Evercore ISI pointed out valuation dynamics within the market, noting that Information Technology is trading at its lowest next-12-month valuation premium to the S&P 500 in the post-pandemic period. It added that while the Mag7 group of stocks is in line with its post-pandemic average price-to-earnings, the other 493 names in the S&P 500 are trading near all-time high valuations.

Goldman Sachs weighed in with a sector-oriented outlook, recommending select consumer names, companies exposed to nonresidential construction, and small-caps as potential beneficiaries of an economic acceleration expected in early 2026. The firm observed that the equal-weight S&P 500 gains from this broadening, though it has less sensitivity to economic cycles than the sectors Goldman favors. Following strong returns in the Russell 2000, Goldman indicated that valuations may now look more attractive for the S&P MidCap 400 and the SmallCap 600 among SMID-cap groups.

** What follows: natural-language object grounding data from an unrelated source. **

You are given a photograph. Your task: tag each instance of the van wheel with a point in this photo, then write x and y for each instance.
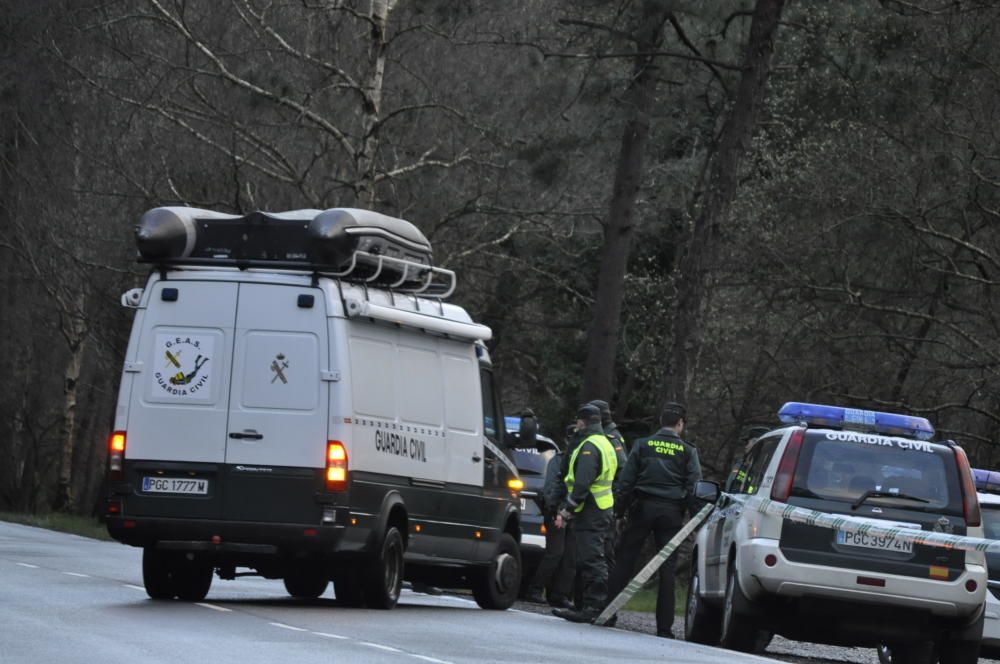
(496, 587)
(306, 581)
(192, 579)
(347, 587)
(738, 632)
(156, 576)
(384, 574)
(701, 621)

Investors will be parsing a heavy flow of corporate reports for signs that AI spending and other strategic investments are beginning to pay off at the profit line. Given the current backdrop - a Fed likely to hold rates, continued market attention on megacap tech, and concentrated valuation distinctions across market segments - earnings are expected to produce notable dispersion among individual stocks this season.

Market participants will also keep an eye on any surprise developments related to U.S. tariff policy or Fed leadership choices, both of which could shift sentiment rapidly. In the near term, however, the combination of a packed earnings calendar and a pivotal central bank meeting is likely to set the tone for equity performance.

Risks

  • Earnings results may produce wide dispersion, creating stock-specific volatility rather than a uniform market move - impacting technology and growth-oriented sectors.
  • Uncertainty around Fed leadership and the timing of any further rate cuts could influence monetary policy expectations and affect interest-rate sensitive sectors, including financials and real estate.
  • Geopolitical policy shifts, such as tariff decisions or related developments, retain the potential to sway investor sentiment and market direction, especially for multinational companies and sectors exposed to trade flows.